«Es ist eben kein richtiges Theater.» So tönt es aus vielen Ecken. Und so sprach es die Tarantino-mässig gestylte Schwester Inge schon 2012 in der Inszenierung von Wolfram Lotz’ «Einige Nachrichten an das All» in die Kamera. Zu sehen war das Stück kürzlich im Online-Spielplan auf www.nachtkritik.de.
Es fehlt der Live-Moment, das Soziale und Unmittelbare. Online-Theater ist bloss das digitale Abbild des theatralen Moments. Und doch suchen die Kulturinteressierten danach – und finden so einiges. Streams, Archivvideos und Audioformate. Kulturschaffende posten fast ohne Unterlass. Von ihren Küchentischen aus rufen uns die Bühnenmenschen zu: «Wir sind noch da!» Nach dem Lockdown setzte eine mediale Flut ein, die mit berechtigter Kritik zu kämpfen hatte. Denn: Auch Posts und Videos wollen gestaltet sein.
«Ich glaube, viele fühlten sich unter Zugzwang, etwas zu bieten, Streams oder Mitschnitte online zu stellen», sagt Benjamin von Blomberg, Co-Intendant des Schauspielhauses Zürich. Viele Aufnahmen von Theater jedoch zielen an den Zuschauern vorbei, sagt er. «Wir wollten deshalb streng mit uns sein und ein Angebot schaffen, das den theatralen Moment digital anders versucht.» Mittlerweile sind so Formate entstanden, die sehr positiv ankommen. Etwa die Corona Passionsspiele von Nicolas Stemann als Serie von Filmen, die auf der Website des Schauspielhauses zu sehen sind. Der Regisseur schreibt und komponiert nun das Leidensspiel, um das Leiden zu überwinden. Das dabei generierte Material wird nach dem Lockdown zur Aufführung kommen, «um die Seuche, das Leiden zu bannen – für immer!».

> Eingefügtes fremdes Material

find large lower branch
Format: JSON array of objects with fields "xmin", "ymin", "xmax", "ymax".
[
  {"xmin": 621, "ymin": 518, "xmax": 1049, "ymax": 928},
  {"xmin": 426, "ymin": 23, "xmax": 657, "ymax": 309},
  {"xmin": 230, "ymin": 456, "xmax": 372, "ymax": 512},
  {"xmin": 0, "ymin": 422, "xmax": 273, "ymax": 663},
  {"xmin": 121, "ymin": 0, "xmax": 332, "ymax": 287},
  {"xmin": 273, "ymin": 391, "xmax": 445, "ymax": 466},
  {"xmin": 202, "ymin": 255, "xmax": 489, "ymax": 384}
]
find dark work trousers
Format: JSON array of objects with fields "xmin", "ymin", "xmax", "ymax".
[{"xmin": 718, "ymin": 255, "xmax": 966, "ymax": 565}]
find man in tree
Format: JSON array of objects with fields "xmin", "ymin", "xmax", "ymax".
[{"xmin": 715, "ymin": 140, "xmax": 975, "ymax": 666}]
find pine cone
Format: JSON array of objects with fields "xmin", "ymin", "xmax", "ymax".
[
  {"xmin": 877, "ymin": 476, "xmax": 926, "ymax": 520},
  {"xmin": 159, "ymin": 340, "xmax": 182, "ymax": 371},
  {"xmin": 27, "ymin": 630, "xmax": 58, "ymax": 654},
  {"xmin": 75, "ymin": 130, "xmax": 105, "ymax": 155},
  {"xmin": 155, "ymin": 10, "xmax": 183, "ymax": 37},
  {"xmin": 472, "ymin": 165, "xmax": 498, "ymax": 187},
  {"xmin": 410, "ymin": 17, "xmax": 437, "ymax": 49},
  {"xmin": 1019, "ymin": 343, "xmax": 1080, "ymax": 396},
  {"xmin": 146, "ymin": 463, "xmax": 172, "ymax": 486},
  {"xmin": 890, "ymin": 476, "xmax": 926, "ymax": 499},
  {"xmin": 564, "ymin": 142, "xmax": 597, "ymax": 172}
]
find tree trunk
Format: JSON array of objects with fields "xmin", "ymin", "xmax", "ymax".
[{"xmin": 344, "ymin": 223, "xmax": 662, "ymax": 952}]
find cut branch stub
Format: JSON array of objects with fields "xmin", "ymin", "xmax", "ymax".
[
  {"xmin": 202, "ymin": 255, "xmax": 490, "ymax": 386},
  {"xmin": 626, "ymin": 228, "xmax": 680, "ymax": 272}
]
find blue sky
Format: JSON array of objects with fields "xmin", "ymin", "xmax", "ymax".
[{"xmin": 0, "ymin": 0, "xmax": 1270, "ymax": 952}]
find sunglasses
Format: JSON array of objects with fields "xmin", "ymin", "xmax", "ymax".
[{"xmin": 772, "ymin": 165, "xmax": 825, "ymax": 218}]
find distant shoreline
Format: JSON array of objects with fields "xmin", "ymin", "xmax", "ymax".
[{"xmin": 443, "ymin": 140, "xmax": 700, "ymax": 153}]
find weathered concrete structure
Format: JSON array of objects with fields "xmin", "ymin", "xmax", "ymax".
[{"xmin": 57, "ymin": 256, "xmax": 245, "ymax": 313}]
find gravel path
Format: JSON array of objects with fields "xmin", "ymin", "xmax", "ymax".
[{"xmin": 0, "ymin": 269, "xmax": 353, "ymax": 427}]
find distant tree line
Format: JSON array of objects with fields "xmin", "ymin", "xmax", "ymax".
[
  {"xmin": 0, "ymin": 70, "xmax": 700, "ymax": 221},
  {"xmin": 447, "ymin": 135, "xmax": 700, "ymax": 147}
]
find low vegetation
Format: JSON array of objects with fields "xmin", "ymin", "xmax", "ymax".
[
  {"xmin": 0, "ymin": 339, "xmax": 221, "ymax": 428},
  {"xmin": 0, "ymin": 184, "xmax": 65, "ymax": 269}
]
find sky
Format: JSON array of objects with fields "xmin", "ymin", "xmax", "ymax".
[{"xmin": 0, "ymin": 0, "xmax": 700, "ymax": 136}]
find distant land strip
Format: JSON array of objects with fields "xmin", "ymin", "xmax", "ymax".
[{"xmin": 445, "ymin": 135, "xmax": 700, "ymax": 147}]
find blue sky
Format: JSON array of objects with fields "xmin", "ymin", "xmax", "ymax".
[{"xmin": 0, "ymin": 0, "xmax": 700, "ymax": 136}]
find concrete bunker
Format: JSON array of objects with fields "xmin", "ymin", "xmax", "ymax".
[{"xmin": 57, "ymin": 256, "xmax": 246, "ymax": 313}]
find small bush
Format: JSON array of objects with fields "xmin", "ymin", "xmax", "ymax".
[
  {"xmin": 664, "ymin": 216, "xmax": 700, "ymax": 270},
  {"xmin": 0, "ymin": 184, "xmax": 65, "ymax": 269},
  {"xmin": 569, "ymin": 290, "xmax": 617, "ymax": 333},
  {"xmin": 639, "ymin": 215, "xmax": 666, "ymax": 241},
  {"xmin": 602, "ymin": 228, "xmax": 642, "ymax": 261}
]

Sogar das Publikum wird miteinbezogen
Zudem schreibt die Autorin Sibylle Berg für den Pfauen jeden Tag Postkarten, und im leeren Theatersaal wuchert es: Der Videokünstler Luis August Krawen zeigt jeweils freitags, was im leeren Theater geschieht und gedeiht. Und Christopher Rüpings erste Inszenierung für den digitalen Raum von Kieslowskis «Dekalog» entsteht als interaktiver Live-Stream. Ausgehend von den 10 Geboten geht Rüping mit dem Ensemble den Fragen nach, was richtig und was falsch ist. Die Solos werden so gestreamt, dass das Publikum währenddessen mitentscheiden kann, wie es weitergeht.
Mit kleinen Formaten corona-adäquat einsteigen
Kleinere Theaterhäuser hingegen haben grösstenteils Sendepause. Auch im Kleintheater Luzern, wo alle Arbeit aufs Minimum reduziert und Kurzarbeit angemeldet wurde. «Ich geniesse diese Zeit ohne Unterhaltungspflichten, eine Art Kulturdetox, in der das Leben nicht zielgerichtet sein muss», sagt Co-Leiterin Judith Rohrbach, die das Haus gemeinsam mit Sonja Eisl leitet. «Am Anfang stand der Schock, wenn scheinbar alles zusammenbricht. Da musste man sich erst mal sammeln und durchatmen.» Mittlerweile jedoch sei das Haus gut aufgegleist, es ziehen alle am selben Strick. «Trotzdem geht es noch oft darum, Paragrafen zu wälzen und zu klären, wer denn nun wo was beantragt», sagt Rohrbach.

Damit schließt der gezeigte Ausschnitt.